Саакадзе едва заметно подмигнул Осман-паше, перевел взгляд на верховного везира. Лимонное лицо паши не сглаживалось ни единой мягкой чертой. Напротив, сегодня на нем особенно ярко отражалось низменное чувство безмерной злобы и какого-то нескрываемого злорадства.
После лицемерных уверений Режап-паши, управителя дел с чужеземными царствами, в том, что мудрости султана нет предела и сам аллах гордится своим ставленником, советники единодушно принялись воспевать и славить Мурада IV, «еще никем не превзойденного».
Молча, в глубокой почтительности, склонил Саакадзе голову, как бы не смея поднять глаза на «сияние мира». А на самом деле его радовало создавшееся положение, ибо еще раз он, взвесив важный разговор с де Сези, смог заблаговременно подготовить свои мысли к предстоящей сейчас беседе о войне с Габсбургами.
«Да, да, – как когда-то любил говорить Георгий Десятый, царь Картли… – сейчас произойдет сражение с нечистыми силами… И победит… должен победить первый обязанный перед родиной… Осторожней, Георгий, сосредоточь свою волю, слушай и запоминай».
Паши продолжали курить фимиам, главный везир все больше терял терпение.
А султан все больше хмурился: ему придется выполнить то, что так неосторожно обещано Хозреву, шайтану подобному.
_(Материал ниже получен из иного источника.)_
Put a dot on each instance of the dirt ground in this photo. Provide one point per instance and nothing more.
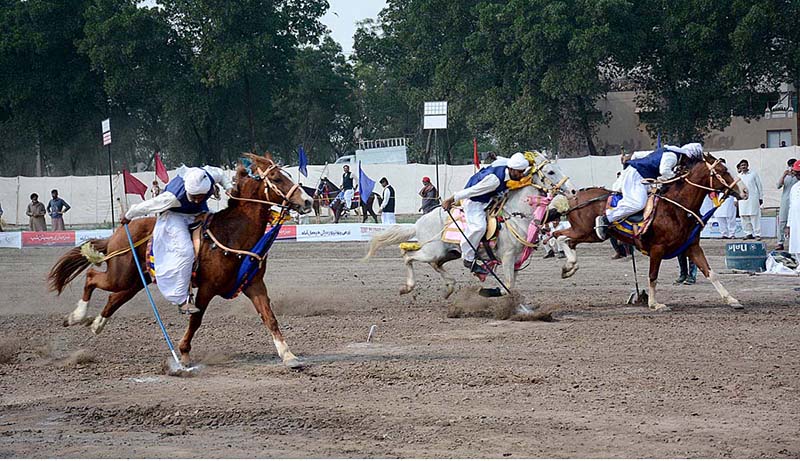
(602, 380)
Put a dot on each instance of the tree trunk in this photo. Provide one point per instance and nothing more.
(248, 103)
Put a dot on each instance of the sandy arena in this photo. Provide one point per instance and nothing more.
(602, 380)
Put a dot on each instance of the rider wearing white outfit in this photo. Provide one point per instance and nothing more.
(481, 187)
(177, 206)
(653, 165)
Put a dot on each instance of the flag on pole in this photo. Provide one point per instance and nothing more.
(161, 170)
(133, 185)
(365, 185)
(475, 159)
(303, 161)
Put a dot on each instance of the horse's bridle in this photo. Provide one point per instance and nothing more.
(726, 189)
(269, 185)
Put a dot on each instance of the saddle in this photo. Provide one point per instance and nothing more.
(450, 234)
(196, 231)
(638, 223)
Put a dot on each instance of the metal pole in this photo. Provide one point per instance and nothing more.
(436, 152)
(111, 188)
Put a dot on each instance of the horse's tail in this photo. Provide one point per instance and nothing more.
(73, 263)
(391, 236)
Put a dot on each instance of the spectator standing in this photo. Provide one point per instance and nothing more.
(786, 182)
(726, 216)
(621, 250)
(387, 203)
(793, 222)
(57, 207)
(155, 189)
(429, 194)
(750, 209)
(36, 212)
(347, 187)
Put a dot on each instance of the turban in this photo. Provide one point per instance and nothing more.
(518, 162)
(196, 181)
(693, 149)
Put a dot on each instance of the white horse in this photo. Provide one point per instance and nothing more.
(518, 212)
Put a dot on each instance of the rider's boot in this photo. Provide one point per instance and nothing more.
(188, 306)
(475, 267)
(601, 227)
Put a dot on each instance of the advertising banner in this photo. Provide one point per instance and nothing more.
(10, 239)
(48, 239)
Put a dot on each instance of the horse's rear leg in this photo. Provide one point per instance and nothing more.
(115, 301)
(257, 292)
(655, 264)
(697, 256)
(195, 320)
(79, 314)
(566, 241)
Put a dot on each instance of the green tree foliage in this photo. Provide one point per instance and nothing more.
(50, 103)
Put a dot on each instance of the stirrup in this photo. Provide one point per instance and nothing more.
(601, 226)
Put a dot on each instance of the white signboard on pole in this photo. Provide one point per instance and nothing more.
(106, 124)
(435, 115)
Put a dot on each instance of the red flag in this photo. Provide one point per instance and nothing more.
(475, 158)
(133, 185)
(161, 170)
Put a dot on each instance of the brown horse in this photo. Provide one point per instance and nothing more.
(675, 216)
(238, 227)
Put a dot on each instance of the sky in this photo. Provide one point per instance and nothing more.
(342, 16)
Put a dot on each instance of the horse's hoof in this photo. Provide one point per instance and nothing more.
(294, 364)
(449, 292)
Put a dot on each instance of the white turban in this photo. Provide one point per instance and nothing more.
(693, 149)
(196, 181)
(518, 162)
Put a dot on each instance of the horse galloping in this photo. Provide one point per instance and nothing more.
(328, 194)
(259, 187)
(517, 210)
(675, 227)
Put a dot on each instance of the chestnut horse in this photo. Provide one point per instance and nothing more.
(676, 214)
(259, 188)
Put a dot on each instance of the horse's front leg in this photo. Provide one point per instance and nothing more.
(195, 320)
(565, 241)
(257, 292)
(655, 264)
(697, 256)
(509, 259)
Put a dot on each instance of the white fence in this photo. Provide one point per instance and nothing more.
(89, 195)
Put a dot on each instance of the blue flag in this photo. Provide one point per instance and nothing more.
(365, 185)
(303, 161)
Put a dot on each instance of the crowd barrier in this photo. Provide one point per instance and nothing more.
(91, 203)
(345, 232)
(288, 233)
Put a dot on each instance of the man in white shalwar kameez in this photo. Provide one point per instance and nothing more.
(177, 206)
(651, 165)
(750, 209)
(793, 219)
(481, 187)
(726, 216)
(785, 183)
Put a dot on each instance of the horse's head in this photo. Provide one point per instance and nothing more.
(721, 179)
(548, 175)
(278, 187)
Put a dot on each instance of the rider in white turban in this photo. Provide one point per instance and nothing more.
(651, 165)
(481, 188)
(182, 200)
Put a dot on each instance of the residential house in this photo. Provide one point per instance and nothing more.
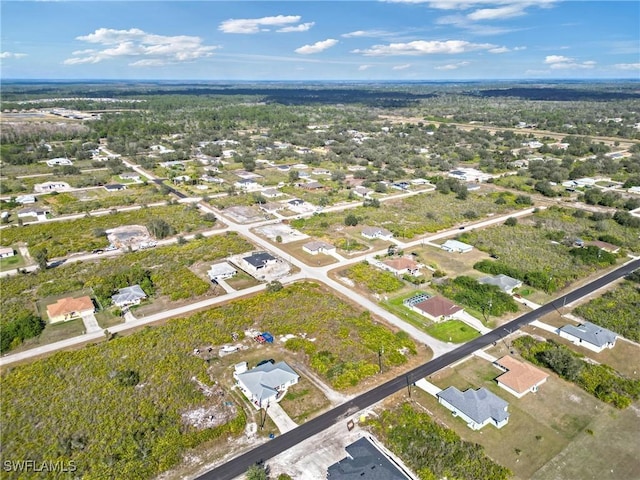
(50, 187)
(503, 282)
(401, 266)
(40, 213)
(373, 233)
(314, 248)
(115, 187)
(476, 407)
(260, 260)
(25, 199)
(519, 378)
(221, 271)
(266, 383)
(365, 461)
(589, 335)
(437, 308)
(128, 296)
(363, 192)
(69, 308)
(59, 162)
(456, 246)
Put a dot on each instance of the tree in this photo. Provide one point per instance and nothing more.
(351, 220)
(42, 258)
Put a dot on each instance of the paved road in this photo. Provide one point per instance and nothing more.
(262, 453)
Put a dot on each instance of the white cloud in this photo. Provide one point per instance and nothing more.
(367, 33)
(154, 50)
(255, 25)
(452, 66)
(12, 55)
(422, 47)
(303, 27)
(560, 62)
(627, 66)
(316, 47)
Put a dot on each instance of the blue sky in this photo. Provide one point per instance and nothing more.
(326, 40)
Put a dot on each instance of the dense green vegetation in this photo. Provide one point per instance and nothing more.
(618, 310)
(599, 380)
(487, 299)
(541, 251)
(431, 450)
(63, 238)
(374, 279)
(162, 269)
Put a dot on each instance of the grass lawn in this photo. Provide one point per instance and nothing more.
(540, 427)
(453, 331)
(303, 401)
(11, 263)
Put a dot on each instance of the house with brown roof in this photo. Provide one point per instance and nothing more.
(69, 308)
(437, 308)
(519, 378)
(401, 266)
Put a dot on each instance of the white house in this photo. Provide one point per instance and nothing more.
(589, 335)
(314, 248)
(59, 162)
(266, 383)
(127, 296)
(221, 271)
(476, 407)
(456, 246)
(373, 233)
(519, 378)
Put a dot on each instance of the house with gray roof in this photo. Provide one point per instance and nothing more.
(365, 462)
(589, 335)
(266, 383)
(127, 296)
(476, 407)
(504, 282)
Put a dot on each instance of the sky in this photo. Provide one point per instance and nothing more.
(366, 40)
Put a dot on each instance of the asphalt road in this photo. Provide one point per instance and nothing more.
(264, 452)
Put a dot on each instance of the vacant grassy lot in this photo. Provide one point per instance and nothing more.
(65, 237)
(540, 245)
(541, 425)
(117, 408)
(416, 215)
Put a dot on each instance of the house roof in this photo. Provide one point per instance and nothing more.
(318, 245)
(128, 295)
(69, 305)
(503, 282)
(259, 259)
(438, 306)
(366, 462)
(221, 269)
(479, 405)
(376, 231)
(263, 380)
(520, 376)
(401, 263)
(591, 333)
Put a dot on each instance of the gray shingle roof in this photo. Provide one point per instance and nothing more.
(263, 380)
(479, 405)
(591, 333)
(365, 462)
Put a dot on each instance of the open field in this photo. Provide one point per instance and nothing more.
(541, 425)
(152, 382)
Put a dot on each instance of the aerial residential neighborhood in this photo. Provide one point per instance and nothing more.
(372, 240)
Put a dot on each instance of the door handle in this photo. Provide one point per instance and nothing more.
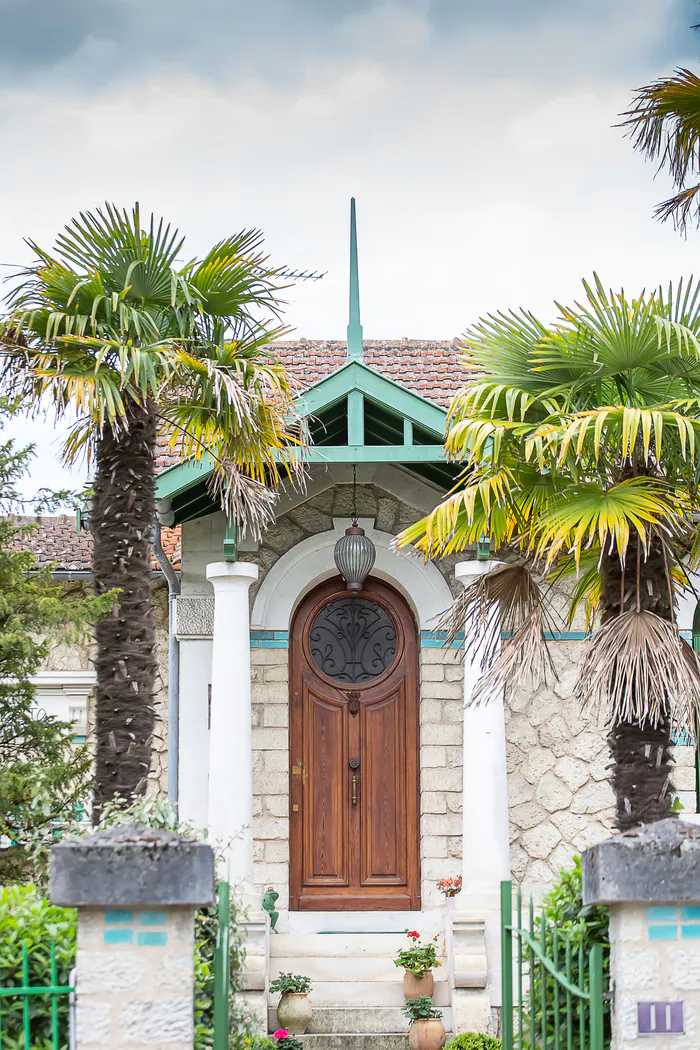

Билляхи, найдется ли еще другой такой полководец, способный сразиться с шахом Аббасом?! Сурово и холодно взглянув на безмолвного Моурави, султан резко начал свою речь:
– Моурав-бек, тебя ждет разочарование… Если Айя София не поможет тебе учесть выгоды Турции…
Стоя почтительно, но с достоинством, Саакадзе молчал.